Tension around pokies reform came to a head on Saturday when Prime Minister Julia Gillard broke her agreement with independent Tasmanian MHR Andrew Wilkie to implement timely reforms to address problem gambling.

Wilkie subsequently withdrew his support for Gillard’s minority government and noted he would “only support motions of no confidence in the event of serious misconduct and not support politically opportunistic motions”.

Unfortunately, this split has been on the cards since November, when Peter Slipper took the Speaker’s chair and Julia Gillard picked up one more vote.

The Labor Party has never been a genuine enthusiast for poker-machine reform – it’s never been Labor policy. Needless to say, the road to gambling reform has been long and bumpy, so it’s worth looking back on some of the policies that were on the table and how Wilkie’s good intentions have been derailed.

New policy

The government’s new policy is to trial mandatory pre-commitment in the Australian Capital Territory and insist that all new poker machines introduced from 2013 have voluntary pre-commitment technology. Apart from some minor measures, nothing further will happen until 2017 at the earliest.

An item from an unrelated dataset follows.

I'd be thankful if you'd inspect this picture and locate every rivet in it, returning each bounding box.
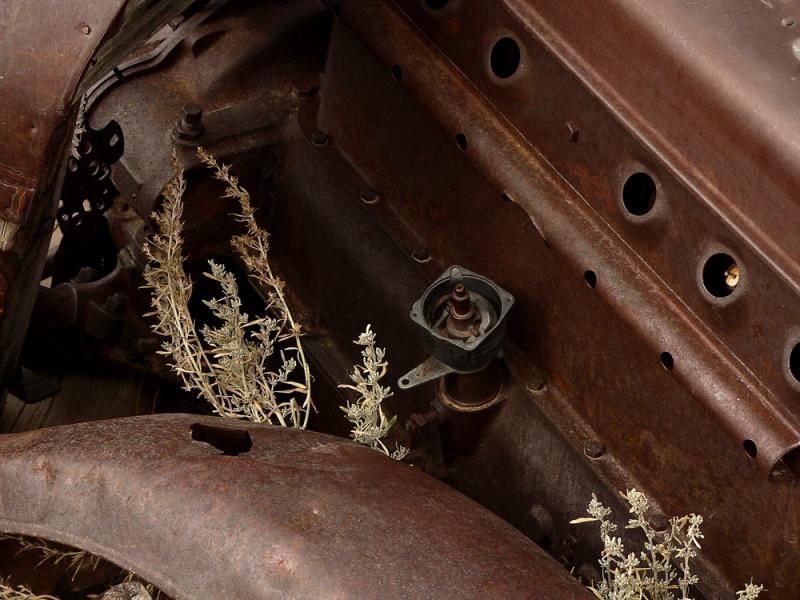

Voluntary pre-commitment means that a poker-machine user can opt to set maximum losses and limits of time spent playing when using high-intensity machines. These are the machines on which it is possible to lose an average of $1,500 in an hour.

Mandatory pre-commitment means a player must set binding limits on losses and the time they want to spend playing before using such a machine. Problem gamblers and those at risk of developing a pokies addiction can’t set limits when they are in the grip of the machines. Instead, they chase losses. They lose a lot of money and are harmed as a result.

The Productivity Commission argues that the voluntary system’s Achilles heel “is that gamblers who have exceeded self-imposed limits can remove their card, still play and break their commitment”. Around 60% of all losses are borne by problem gamblers and pokies users at risk of addiction (this groups makes up one-third of users).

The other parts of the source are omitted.